Happy day-after elections. Here is the Utah Senate roster for the 57th Legislature. Those who were just elected (or re-elected) are in bold :
1 - Fred Fife
2 - Scott McCoy
3 - Gene Davis
4 - Patricia Jones
5 - Ed Mayne
6 - Michael Waddoups
7 - Ross Romero
8 - Carlene Walker
9 - Wayne Niederhauser
10 - Chris Buttars
11 - Howard Stephenson
12 - Brent Goodfellow
13 - Mark Madsen
14 - John Valentine
15 - Margaret Dayton
16 - Curtis Bramble
17 - Peter Knudson
18 - Jon Greiner
19 - Allen Christensen
20 - Scott Jenkins
21 - Sheldon Killpack
22 - Gregory Bell
23 - Dan Eastman
24 - Darin Peterson
25 - Lyle Hillyard
26 - Kevin Van Tassell
27 - Mike Dmitrich
28 - Dennis Stowell
29 - Bill Hickman
Note: Each "Legislature" is a two-year period. The 57th Legislature will serve during the 2007 and 2008 Legislative Sessions.
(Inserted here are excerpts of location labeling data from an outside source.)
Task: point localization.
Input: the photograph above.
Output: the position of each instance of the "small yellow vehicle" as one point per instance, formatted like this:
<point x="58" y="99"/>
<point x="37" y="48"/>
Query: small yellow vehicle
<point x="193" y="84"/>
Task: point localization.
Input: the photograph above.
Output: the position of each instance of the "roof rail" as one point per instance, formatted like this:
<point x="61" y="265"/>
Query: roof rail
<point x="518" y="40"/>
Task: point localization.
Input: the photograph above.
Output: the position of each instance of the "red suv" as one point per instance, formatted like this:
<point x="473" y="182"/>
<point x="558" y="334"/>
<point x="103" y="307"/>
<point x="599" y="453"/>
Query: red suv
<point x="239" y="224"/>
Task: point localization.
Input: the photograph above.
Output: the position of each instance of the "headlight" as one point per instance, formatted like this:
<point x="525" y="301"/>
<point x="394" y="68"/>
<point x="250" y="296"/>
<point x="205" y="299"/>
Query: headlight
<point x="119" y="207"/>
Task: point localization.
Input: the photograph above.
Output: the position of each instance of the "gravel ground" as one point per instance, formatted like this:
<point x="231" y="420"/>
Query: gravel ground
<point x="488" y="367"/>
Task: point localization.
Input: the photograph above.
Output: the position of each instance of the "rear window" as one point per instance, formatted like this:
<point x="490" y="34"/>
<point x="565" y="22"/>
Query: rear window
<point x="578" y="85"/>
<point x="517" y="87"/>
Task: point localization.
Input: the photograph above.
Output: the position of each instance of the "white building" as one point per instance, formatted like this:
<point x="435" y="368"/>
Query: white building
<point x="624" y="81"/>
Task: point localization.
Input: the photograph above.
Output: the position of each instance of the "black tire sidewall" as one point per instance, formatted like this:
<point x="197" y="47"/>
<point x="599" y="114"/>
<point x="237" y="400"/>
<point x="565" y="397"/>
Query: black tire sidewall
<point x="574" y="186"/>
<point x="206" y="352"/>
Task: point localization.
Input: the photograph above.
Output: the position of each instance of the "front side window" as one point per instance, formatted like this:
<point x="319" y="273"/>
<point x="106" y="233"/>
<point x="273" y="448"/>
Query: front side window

Anonymous Anonymous said...

I'm rather bothered by the very few women on the list Come on Utah... what's with you?

11/09/2006 4:04 PM  
Anonymous Carlene Walker said...

I think some of the nationwide anti-Bush sentiment spilled over into Utah to the extent that Republicans challenging Democrats faced even more of an uphill battle than usual. Two excellent Republican women lost their races this year. I don’t think the votes against them were anti-women; I think they were anti-Republican.

In total, four women ran for the Utah Senate. Two of them won (one Democrat and one Republican) and two of them lost.

I am intently involved in the Republican Women’s PAC. We recruit, train, and help finance women running for public office. If you’re interested, please give me a call: 801-733-4599.

11/09/2006 5:28 PM  
Anonymous Anonymous said...

even if I am a democrat you'll help me?

11/10/2006 9:17 AM  
Anonymous Anonymous said...

No, she won't help you.

11/11/2006 2:25 PM  
Blogger The Senate Site said...

I believe the Democrats have a similar organization.

Todd? JM?

11/11/2006 3:06 PM  
Anonymous Brian Watkins said...

The Women's Democratic Club of Utah has monthly meetings with -- I think -- lunch and speakers. Contact the Utah Democratic Party at 801-328-1212 and ask for the organizer of the Women's Democratic Club. We Democrats love to elect women to public office.

11/11/2006 6:53 PM  
Blogger The Senate Site said...

Thanks Brian.

11/12/2006 9:29 PM  
Blogger The Senate Site said...

Check out today's Christian Science Monitor:


Women's report card for 2006 vote
They were pivotal voters and will hold a record number of seats in Congress – but equality still lags.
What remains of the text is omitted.